The more powerful characteristics of the turbo engine also offered an opportunity to re-tune the transmission. In order to reduce fuel consumption and improve comfort at higher speeds in particular, the gear ratio is longer for the rear axle, meaning the Panamera Diesel uses a lower engine speed to achieve the required vehicle speed.

In addition, gears one to four of the eight-speed Tiptronic S transmission have been designed with a shorter gear ratio, giving the Gran Turismo powerful acceleration and sprint capability. This improved agility is also evident in the running-gear set-up: The anti-roll bars on the front and rear axle are slightly more rigid, giving the Panamera Diesel a sportier feel than its predecessor.

The Panamera Diesel with the new engine replaces the current 250-bhp variant and will be available on the market from January 2014 onwards. The vehicle costs €85,300 (US$113,000) including VAT in Germany.



It had escaped my attention that Porsche even sold diesels.  It has stellar performance and achieves almost the fuel economy of the diesel Passat of ten years ago.  Color me impressed.


OK EP, but the Passat is a bit cheaper.
It is nice to see people like Porsche thinking about economy as well as pure speed.
(I would have felt 161 mph would be enough for most people).
More useful to have a car which could cruise at 120 mpg for ages, but not possible in many countries, or places within those places.


It screams, it tows, and it still gets 36 MPG highway.  That is a raised middle finger to those who say it cannot be done.  There are no more excuses.


In the 60´s, our neighbour had a Porsche diesel.

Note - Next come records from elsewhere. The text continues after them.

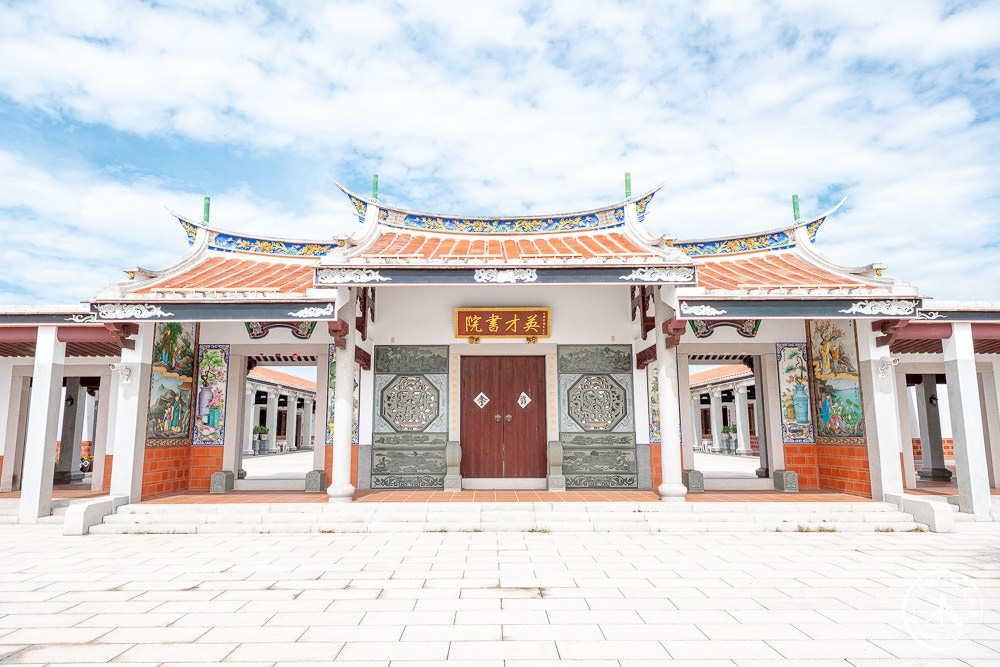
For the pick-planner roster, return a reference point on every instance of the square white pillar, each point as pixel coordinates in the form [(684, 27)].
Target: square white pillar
[(131, 411), (905, 436), (881, 410), (672, 489), (43, 426), (966, 423), (101, 430), (340, 489)]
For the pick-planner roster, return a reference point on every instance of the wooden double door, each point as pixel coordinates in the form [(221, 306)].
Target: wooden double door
[(503, 417)]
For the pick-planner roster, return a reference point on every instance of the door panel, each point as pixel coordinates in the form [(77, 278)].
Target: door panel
[(513, 445), (481, 433), (524, 434)]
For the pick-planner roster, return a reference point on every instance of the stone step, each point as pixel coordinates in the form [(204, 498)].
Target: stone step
[(506, 517)]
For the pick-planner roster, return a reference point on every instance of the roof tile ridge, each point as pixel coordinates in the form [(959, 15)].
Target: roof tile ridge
[(149, 277)]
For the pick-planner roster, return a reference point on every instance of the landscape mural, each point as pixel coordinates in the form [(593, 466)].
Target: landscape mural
[(836, 383), (171, 384)]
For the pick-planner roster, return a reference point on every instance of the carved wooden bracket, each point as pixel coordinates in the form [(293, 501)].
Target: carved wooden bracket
[(889, 329), (363, 359), (121, 331), (645, 357)]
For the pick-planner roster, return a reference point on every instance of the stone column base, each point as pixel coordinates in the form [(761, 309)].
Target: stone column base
[(937, 474), (694, 480), (316, 481), (222, 482)]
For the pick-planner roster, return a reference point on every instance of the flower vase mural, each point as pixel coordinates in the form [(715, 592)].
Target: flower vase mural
[(171, 384), (653, 386), (793, 390), (213, 374), (836, 383), (332, 394)]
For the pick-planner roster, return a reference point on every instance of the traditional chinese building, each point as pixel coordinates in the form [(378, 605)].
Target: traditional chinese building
[(512, 352)]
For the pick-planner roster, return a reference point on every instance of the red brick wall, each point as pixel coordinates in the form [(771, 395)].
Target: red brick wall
[(946, 443), (165, 470), (844, 468), (205, 460), (802, 459), (107, 473)]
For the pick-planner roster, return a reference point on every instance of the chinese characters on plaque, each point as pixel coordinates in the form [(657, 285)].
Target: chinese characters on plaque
[(502, 322)]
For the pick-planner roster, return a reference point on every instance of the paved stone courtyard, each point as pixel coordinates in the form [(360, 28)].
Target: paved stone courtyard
[(501, 598)]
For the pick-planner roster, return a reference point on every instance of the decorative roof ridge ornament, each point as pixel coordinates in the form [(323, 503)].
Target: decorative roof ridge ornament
[(801, 233), (598, 218)]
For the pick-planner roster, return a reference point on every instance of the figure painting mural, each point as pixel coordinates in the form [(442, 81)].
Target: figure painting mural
[(836, 383), (793, 388), (171, 384), (213, 374)]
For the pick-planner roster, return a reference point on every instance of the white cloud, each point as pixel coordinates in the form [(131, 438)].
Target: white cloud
[(503, 108)]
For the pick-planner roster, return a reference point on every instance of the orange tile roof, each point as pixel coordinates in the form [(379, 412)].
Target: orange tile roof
[(414, 245), (770, 270), (271, 375), (726, 372), (221, 274)]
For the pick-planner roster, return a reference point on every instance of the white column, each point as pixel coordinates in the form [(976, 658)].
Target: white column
[(966, 423), (71, 433), (716, 413), (687, 417), (291, 428), (131, 410), (774, 457), (43, 426), (742, 421), (905, 436), (100, 448), (320, 417), (696, 420), (249, 418), (236, 382), (881, 410), (991, 421), (272, 419), (670, 441), (929, 419), (340, 489), (10, 396)]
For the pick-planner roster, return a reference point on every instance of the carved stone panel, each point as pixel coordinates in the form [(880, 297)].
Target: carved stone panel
[(411, 359), (595, 358), (410, 403), (597, 402)]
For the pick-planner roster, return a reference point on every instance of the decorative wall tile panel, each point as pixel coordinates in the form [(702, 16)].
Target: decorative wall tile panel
[(411, 359), (595, 358)]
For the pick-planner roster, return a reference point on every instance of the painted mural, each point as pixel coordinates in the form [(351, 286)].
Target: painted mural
[(210, 400), (793, 389), (169, 422), (653, 386), (836, 383), (332, 395)]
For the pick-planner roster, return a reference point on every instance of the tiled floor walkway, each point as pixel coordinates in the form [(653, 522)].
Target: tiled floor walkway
[(501, 496), (499, 599)]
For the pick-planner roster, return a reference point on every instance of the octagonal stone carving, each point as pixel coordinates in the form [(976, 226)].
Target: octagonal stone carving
[(410, 403), (597, 402)]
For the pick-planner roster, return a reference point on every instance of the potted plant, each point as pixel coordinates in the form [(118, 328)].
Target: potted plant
[(260, 442)]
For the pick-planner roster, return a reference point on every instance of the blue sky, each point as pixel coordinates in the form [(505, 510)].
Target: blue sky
[(111, 111)]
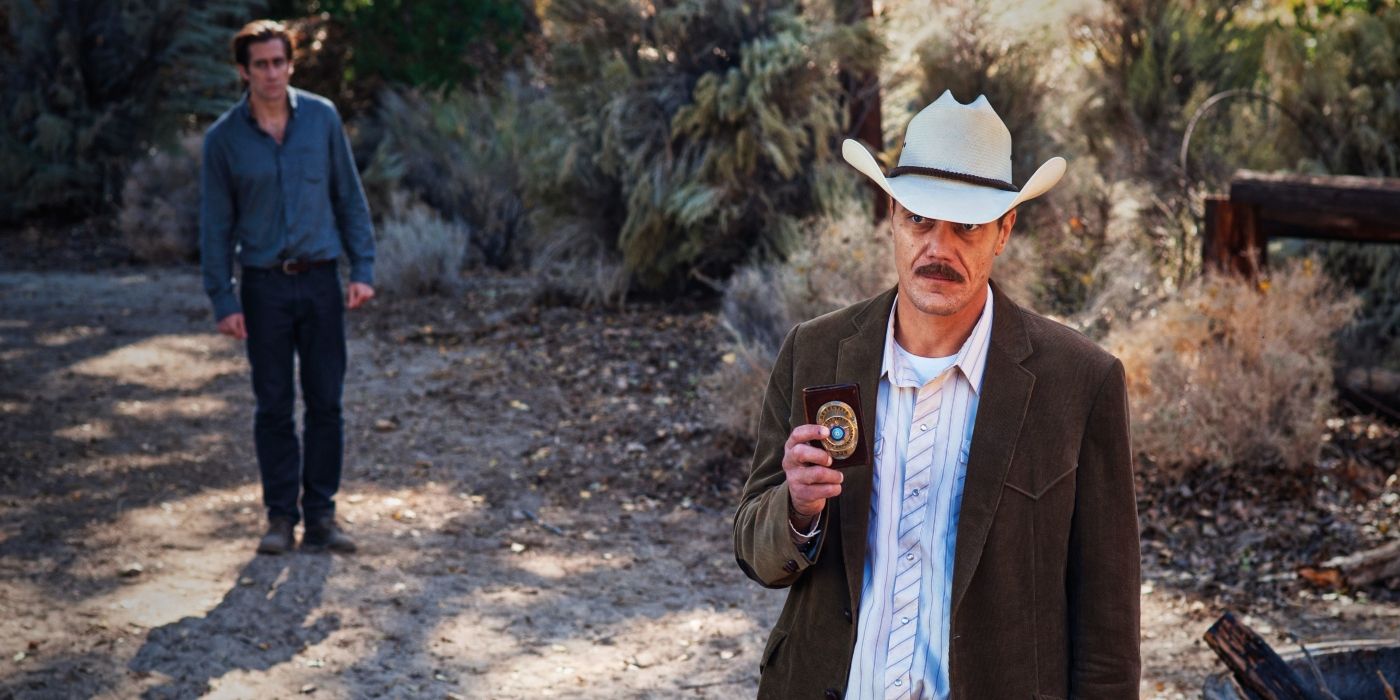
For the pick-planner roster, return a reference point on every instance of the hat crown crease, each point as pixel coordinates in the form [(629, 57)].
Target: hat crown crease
[(951, 136)]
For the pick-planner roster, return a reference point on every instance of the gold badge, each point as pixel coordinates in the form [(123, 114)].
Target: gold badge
[(842, 430)]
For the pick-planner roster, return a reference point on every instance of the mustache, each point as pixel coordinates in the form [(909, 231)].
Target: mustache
[(940, 270)]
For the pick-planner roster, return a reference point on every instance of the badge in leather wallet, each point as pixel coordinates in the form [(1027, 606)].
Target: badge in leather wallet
[(837, 406)]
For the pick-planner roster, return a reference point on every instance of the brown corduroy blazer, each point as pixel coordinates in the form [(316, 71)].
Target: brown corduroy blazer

I think it was the “Standard” model with a 2-cylinder air-cooled diesel engine at 20-22 hp. Porsche also had 3 and 4-cylinder models, as well as a single-cylinder model. Compared to the Standard model our neighbour had, the 3-4 cylinder engines must have felt very powerful.

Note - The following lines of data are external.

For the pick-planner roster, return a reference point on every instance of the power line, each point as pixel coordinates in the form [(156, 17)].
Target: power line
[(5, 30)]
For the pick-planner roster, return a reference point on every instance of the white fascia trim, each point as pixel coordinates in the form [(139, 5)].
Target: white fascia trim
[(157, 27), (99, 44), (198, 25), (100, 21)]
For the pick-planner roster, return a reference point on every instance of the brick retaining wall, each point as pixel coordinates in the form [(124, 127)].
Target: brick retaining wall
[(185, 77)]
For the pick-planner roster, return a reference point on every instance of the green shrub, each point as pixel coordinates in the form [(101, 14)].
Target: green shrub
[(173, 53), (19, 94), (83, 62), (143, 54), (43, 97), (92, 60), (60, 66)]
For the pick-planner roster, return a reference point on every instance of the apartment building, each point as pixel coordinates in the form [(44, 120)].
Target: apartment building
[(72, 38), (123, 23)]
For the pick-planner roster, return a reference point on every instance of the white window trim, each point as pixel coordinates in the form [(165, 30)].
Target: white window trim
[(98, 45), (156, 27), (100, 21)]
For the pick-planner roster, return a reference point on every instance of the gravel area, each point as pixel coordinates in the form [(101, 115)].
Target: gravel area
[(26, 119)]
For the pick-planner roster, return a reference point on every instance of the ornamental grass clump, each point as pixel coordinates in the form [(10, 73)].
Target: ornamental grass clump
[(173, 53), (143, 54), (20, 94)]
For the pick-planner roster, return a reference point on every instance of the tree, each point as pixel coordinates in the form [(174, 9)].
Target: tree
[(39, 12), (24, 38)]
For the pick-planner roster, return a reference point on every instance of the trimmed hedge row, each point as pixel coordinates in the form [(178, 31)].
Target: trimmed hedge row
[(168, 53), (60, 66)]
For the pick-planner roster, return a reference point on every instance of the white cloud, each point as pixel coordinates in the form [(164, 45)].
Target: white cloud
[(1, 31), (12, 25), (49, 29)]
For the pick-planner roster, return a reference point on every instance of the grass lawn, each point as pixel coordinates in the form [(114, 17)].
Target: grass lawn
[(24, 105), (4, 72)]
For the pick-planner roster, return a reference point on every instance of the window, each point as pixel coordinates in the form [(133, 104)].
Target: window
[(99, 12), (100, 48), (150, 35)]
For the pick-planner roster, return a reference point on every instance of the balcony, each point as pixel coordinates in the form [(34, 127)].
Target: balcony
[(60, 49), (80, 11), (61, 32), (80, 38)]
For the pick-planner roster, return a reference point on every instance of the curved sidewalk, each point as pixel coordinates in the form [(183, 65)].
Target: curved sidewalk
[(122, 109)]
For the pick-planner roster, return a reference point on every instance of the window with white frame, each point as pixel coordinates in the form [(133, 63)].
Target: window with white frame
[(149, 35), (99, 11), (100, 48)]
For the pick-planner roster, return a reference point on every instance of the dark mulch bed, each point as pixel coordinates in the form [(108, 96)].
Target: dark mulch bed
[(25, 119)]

I'm sure that was just the thing to drive on dates in college.  A real panty-dropper.


Dude, didn't you know Porsche was a part of the Volkswagen Group? They sell passenger cars under the Audi, Bentley, Bugatti, Lamborghini, Porsche, SEAT, Škoda and Volkswagen marques; motorcycles under the Ducati brand; and commercial vehicles under the MAN, Scania and Volkswagen Commercial Vehicles marques. The multinational is divided into two primary divisions, the Automotive Division and the Financial Services Division, and consists of approximately 340 subsidiary companies. The company has operations in approximately 150 countries and operates 100 production facilities across 27 countries. It holds a 19.9% non-controlling shareholding in Suzuki and has two major joint-ventures in China: FAW-Volkswagen and Shanghai Volkswagen.

OF COURSE they sell diesels!


My involvement with Volkswagens has been limited to little more than owning three of them.  There's also the detail that Porsche's offerings in the USA, like Mercedes', are skewed toward the sport/luxury market.  Finding a diesel 4-door sedan in the showroom next to the turbo 911 and 928 was once unthinkable.  Well... times change.